5 books to read to better understand Islam

A reading list on Islam
Have a question about Islam, its history and its influences? These books are a good place to begin.
Courtesy of publishers

Jaylani Hussein, executive director of the Minnesota branch of The Council on American-Islamic Relations, recently joined MPR News host Kerri Miller to discuss Donald Trump's call to ban Muslims from entering the U.S.

Hussein offered a list of five books for people interested in learning more about Islam.

1) "The Story of the Qur'an: Its History and Place in Muslim Life" by Ingrid Mattson

Ingrid Mattson is an Islamic scholar and former professor of Islamic Studies at the Hartford Seminary in Connecticut.

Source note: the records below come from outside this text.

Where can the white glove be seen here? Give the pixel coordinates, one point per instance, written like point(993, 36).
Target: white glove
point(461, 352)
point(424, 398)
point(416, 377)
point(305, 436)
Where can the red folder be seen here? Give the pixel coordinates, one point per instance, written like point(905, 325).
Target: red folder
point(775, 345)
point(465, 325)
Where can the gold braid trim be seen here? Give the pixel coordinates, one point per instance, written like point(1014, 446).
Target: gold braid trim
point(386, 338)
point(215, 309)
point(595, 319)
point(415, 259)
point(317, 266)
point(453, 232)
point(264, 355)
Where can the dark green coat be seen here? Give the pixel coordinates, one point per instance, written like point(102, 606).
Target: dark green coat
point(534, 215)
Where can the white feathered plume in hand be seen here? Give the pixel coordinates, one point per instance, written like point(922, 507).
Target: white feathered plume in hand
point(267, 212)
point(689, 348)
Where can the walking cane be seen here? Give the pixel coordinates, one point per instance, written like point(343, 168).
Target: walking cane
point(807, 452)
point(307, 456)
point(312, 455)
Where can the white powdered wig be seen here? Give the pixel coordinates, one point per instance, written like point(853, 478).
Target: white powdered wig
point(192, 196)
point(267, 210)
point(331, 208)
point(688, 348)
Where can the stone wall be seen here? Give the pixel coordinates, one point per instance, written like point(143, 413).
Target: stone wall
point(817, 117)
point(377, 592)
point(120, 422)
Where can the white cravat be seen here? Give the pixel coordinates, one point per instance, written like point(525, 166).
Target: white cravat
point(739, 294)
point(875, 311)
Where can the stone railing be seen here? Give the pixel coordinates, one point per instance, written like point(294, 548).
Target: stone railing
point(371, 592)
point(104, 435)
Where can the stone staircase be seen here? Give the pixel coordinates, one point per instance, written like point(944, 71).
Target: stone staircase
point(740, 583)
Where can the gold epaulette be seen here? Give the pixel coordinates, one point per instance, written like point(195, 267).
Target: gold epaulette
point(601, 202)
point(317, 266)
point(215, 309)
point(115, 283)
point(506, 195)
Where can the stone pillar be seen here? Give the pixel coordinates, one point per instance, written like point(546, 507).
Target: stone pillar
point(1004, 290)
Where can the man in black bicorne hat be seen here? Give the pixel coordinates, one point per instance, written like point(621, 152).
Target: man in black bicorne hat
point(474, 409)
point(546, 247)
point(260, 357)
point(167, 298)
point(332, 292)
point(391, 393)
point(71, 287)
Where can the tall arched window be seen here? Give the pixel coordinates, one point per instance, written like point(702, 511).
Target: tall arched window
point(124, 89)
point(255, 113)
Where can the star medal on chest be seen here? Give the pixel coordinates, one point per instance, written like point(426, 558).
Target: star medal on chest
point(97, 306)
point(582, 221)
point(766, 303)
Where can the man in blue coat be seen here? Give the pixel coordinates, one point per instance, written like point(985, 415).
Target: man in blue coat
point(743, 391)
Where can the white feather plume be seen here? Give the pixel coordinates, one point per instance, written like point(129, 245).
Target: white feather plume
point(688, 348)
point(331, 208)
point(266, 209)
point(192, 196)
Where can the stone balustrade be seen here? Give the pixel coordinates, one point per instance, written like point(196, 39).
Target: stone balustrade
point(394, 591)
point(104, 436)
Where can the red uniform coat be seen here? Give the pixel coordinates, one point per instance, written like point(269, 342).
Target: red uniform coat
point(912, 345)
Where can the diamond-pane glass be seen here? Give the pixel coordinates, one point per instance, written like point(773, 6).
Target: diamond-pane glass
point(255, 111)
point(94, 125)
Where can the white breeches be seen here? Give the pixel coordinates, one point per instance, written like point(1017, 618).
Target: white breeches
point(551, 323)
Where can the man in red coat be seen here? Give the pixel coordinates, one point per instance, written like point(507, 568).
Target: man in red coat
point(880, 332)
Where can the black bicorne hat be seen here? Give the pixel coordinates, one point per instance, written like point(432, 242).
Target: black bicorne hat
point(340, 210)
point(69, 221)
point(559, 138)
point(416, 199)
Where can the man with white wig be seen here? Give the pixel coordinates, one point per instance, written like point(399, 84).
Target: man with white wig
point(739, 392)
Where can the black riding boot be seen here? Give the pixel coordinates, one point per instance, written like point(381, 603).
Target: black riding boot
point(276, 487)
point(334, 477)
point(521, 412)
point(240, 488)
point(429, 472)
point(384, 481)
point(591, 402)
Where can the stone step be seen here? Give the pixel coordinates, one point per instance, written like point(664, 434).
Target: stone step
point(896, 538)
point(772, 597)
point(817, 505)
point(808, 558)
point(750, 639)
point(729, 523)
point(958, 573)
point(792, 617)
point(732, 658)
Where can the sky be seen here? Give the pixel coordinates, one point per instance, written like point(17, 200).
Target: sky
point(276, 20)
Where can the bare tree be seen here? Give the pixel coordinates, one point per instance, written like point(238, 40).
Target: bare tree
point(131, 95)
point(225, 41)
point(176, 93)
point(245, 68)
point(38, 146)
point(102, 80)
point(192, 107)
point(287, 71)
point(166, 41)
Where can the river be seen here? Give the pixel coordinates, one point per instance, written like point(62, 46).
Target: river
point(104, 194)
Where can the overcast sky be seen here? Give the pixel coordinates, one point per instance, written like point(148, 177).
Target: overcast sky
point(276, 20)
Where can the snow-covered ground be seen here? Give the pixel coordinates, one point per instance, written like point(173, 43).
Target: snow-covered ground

She is now a senior fellow of the Royal Aal al-Bayt Institute for Islamic Thought in Amman, Jordan. Her text provides an introduction the Quran, its themes and its central role in Muslim society.

2) "Islam: A Short History" by Karen Armstrong

From the publisher:

"No religion in the modern world is as feared and misunderstood as Islam. It haunts the popular imagination as an extreme faith that promotes terrorism, authoritarian government, female oppression, and civil war.

In a vital revision of this narrow view of Islam and a distillation of years of thinking and writing about the subject, Karen Armstrong's short history demonstrates that the world's fastest-growing faith is a much more complex phenomenon than its modern fundamentalist strain might suggest."

3) "What Everyone Needs to Know About Islam" by John L. Esposito

Esposito provides clear answers to some of the most frequently asked questions about the origins and traditions of Islam.

4) "In the Footsteps of the Prophet: Lessons from the Life of Muhammad" by Tariq Ramadan

Tariq Ramadan's biography of the Prophet Muhammed is intended for both Muslims and non-Muslims. It offers a new understanding of one the most influential figures in history.

5) "Islam in America" by Jonathan Curiel

From the publisher:

"In 'Islam in America,' Jonathan Curiel traces the history of America's Muslims.

Drawing on interviews in communities from industrial Michigan to rural California, Curiel portrays the diversity of practices, cultures and observances that make up Muslim America."